Roll Your Own Search Engine

This month's edition of ACM Queue is all about search. I found it pretty interesting to read, after my experience at Endeca. For example, the first article was a conversation with Matt Wells, who is apparently writing his own search engine, and making enough money at it to live on. My first thought was, why didn't I think of writing my own search engine? :) It was interesting to read his catalogue of search techniques -- for example, how you should distribute documents across multiple machines for scalability. All the concepts were very familiar.

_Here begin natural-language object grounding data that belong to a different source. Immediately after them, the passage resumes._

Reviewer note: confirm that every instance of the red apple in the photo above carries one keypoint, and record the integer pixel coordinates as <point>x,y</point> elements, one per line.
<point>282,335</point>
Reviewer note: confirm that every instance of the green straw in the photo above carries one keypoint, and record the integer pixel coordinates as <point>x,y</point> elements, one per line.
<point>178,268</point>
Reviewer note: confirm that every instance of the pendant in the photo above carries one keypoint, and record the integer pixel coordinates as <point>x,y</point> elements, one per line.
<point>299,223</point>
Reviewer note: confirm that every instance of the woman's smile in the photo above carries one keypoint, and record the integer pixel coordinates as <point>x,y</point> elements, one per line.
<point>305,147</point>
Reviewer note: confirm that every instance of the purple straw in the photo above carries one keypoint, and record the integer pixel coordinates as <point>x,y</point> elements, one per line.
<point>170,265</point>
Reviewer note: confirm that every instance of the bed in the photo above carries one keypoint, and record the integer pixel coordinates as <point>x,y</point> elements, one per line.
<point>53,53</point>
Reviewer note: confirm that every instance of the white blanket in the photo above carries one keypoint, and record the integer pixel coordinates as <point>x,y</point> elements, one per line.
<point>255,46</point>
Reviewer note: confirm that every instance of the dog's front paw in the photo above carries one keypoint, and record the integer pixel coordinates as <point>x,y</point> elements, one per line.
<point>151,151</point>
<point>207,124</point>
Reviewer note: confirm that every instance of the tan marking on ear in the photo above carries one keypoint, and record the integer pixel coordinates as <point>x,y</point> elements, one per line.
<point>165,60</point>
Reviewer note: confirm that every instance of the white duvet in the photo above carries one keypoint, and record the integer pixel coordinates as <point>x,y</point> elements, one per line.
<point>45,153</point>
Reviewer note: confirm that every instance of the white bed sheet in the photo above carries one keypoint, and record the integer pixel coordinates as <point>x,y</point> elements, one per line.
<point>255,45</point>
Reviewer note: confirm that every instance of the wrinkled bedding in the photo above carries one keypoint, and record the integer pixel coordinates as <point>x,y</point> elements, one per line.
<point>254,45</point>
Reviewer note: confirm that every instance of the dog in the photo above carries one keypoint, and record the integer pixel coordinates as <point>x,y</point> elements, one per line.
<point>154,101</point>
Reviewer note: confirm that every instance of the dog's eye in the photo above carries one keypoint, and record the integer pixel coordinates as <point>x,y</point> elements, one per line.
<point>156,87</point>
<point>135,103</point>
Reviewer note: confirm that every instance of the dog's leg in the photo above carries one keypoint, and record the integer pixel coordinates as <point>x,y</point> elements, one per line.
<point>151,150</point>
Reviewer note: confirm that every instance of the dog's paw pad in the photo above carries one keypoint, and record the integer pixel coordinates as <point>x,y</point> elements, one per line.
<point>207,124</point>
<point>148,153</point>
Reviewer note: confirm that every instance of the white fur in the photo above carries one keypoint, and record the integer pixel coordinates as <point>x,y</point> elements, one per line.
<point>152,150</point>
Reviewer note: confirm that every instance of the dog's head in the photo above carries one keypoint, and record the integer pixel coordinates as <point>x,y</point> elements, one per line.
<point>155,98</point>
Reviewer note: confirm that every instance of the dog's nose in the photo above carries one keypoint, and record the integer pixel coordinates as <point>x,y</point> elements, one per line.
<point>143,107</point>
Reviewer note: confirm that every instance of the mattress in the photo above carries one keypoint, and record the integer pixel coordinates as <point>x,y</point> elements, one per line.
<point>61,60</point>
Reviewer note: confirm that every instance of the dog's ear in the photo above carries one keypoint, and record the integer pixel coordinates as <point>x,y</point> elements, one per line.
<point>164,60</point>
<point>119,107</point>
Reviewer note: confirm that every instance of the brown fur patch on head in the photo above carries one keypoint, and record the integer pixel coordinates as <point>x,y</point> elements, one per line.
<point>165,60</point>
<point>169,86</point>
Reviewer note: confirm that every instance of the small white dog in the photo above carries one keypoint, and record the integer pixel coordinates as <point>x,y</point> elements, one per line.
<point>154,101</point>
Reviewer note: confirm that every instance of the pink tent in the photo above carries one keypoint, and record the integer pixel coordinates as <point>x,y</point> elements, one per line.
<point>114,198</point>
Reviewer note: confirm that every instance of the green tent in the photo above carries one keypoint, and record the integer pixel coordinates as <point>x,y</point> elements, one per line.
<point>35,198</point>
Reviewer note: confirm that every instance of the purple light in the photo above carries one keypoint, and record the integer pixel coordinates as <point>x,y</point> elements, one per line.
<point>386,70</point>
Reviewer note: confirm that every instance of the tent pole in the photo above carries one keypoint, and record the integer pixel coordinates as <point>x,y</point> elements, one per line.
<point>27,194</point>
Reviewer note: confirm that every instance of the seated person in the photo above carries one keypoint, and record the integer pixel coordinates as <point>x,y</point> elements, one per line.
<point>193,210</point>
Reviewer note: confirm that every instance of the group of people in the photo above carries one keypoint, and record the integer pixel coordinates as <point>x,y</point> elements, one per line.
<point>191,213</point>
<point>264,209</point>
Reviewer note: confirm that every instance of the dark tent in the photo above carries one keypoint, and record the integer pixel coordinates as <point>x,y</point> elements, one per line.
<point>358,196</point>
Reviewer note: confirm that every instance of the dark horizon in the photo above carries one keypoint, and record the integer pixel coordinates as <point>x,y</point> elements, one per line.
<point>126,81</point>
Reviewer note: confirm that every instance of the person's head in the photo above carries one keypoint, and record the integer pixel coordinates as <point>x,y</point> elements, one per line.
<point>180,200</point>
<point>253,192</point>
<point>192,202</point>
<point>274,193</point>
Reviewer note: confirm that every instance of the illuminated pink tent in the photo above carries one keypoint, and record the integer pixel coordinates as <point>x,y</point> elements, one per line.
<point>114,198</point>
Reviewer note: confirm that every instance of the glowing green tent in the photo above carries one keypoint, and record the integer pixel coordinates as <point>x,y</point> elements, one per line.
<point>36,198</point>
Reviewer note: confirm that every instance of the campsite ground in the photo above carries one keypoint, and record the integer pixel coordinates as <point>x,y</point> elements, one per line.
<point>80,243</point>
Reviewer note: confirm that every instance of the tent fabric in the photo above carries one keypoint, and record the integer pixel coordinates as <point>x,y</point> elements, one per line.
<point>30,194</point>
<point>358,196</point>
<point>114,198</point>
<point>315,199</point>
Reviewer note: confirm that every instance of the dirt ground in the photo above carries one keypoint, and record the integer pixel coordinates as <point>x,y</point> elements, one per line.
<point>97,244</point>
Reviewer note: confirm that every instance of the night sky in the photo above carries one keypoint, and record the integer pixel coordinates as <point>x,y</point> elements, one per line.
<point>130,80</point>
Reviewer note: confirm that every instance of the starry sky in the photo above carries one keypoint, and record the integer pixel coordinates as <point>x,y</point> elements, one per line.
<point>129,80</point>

The "Why writing your own search engine is hard" article was fun. While I read it I kept thinking "yep, yep, yep". However, since I've already had exposure to all of these issues, it didn't seem to me like it all added up to "search is hard" -- but I suppose if you've never worked on a search engine before, there's lots of things that you're likely to overlook.

In my opinion, search engines actually have it easy in many ways. Sure, they're distributed, and that makes things complicated, but at least they're working with a read-only set of data. If one of your nodes goes down, you can just failover to a backup node. Databases, on the other hand, are really hard. There you're working with distributed, mutable data. And that complicates everything in a completely orthogonal way, which makes everything you do just that much harder. For example, it means that you can't use the same design to provide redundancy as you do to provide scalability.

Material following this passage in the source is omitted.